FreddeFrallan / Multilingual-CLIP

OpenAI CLIP text encoders for multiple languages!
MIT License
745 stars 69 forks source link

Data leak #24

Open kimihailv opened 1 year ago

kimihailv commented 1 year ago

Hello! According to XTD-10 repo, the test set contains 800 images from MSCOCO train set. During training you also use MSCOCO train set – it seems you have data leak. Or may be I don't understand something.

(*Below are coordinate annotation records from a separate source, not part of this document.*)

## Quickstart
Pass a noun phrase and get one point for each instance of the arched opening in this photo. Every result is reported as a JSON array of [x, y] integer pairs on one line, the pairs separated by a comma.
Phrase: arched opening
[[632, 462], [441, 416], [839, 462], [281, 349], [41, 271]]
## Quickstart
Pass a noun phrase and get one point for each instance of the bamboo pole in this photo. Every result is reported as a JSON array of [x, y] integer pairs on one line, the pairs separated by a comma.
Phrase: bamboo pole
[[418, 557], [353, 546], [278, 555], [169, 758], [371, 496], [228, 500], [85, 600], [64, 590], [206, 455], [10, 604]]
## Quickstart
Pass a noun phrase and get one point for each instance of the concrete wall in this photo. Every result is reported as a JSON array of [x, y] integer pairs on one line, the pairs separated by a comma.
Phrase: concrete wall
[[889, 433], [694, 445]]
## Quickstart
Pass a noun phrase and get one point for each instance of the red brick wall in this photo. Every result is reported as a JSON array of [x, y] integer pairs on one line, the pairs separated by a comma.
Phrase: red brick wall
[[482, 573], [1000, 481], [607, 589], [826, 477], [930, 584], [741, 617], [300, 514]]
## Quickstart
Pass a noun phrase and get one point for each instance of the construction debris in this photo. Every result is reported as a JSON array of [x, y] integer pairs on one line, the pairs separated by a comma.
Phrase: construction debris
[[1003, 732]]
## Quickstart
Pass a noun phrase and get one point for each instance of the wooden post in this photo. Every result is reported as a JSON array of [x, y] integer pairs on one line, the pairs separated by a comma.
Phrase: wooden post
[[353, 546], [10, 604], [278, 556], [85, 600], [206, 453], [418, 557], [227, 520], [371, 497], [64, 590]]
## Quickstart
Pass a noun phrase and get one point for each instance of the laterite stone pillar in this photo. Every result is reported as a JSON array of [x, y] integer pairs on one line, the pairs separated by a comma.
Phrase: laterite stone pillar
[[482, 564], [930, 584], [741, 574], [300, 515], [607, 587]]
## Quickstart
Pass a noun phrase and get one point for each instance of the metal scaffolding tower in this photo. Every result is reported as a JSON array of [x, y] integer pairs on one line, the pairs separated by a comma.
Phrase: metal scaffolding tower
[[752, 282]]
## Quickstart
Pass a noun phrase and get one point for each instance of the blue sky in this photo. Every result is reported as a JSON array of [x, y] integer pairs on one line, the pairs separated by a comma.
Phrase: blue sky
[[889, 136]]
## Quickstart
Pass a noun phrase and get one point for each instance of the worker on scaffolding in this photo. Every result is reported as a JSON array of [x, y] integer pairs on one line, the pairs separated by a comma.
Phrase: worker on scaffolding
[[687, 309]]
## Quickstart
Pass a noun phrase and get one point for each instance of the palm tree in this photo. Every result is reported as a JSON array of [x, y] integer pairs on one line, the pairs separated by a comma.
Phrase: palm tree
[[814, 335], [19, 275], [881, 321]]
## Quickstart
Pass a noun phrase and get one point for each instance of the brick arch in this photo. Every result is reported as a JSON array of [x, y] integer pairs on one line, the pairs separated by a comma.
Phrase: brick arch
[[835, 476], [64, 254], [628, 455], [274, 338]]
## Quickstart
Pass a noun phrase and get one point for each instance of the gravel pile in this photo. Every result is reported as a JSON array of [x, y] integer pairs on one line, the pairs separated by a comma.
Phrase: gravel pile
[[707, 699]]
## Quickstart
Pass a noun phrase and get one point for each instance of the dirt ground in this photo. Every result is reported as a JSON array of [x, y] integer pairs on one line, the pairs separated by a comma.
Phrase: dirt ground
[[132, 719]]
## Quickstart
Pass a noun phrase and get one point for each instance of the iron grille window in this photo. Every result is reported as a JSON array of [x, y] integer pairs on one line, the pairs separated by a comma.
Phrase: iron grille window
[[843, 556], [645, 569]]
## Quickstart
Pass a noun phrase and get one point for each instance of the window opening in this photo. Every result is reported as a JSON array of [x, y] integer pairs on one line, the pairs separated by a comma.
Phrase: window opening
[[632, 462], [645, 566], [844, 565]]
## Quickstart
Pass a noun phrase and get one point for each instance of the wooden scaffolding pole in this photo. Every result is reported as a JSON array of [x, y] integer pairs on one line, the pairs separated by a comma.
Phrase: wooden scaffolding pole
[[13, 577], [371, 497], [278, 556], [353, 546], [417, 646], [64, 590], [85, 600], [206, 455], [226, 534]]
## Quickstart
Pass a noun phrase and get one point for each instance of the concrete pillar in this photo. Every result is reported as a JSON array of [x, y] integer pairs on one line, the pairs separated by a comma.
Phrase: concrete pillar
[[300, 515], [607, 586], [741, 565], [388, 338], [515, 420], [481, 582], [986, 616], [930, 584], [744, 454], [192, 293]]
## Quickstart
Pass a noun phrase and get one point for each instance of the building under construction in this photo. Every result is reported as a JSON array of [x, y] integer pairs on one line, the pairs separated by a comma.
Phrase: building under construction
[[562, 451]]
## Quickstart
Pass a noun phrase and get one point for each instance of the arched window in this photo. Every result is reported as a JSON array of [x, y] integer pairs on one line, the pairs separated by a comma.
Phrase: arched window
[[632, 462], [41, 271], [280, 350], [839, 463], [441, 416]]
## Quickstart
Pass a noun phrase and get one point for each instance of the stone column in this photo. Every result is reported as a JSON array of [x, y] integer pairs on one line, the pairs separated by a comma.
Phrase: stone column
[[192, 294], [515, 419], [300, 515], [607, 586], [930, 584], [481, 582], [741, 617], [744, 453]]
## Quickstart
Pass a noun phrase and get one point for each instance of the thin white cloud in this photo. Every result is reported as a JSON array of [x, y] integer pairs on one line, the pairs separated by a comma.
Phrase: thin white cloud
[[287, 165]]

FreddeFrallan commented 1 year ago

Hey,

Now that you mention it, it looks like XTD includes train images in their translated captions. Which, in my humble opinion, is a rather weird decision... At least when there's still data from val+test that they have not used... ? So yes, there seems to be data leakage in our evaluation.

We're currently working on creating a better evaluation system at CLIP_BENCHMARK, and we are working towards creating some multilingual evaluations.

The evaluations at this repo should be updated when such evaluations are available.

guillemram97 commented 1 year ago

How did you evaluate Table 1 in the original paper ('Cross-lingual and Multilingual CLIP')? The space of retrievable images were the 1k images from XTD-10 dataset? Because there's null interesection between the images of that dataset and the MSCOCO 2014 test set.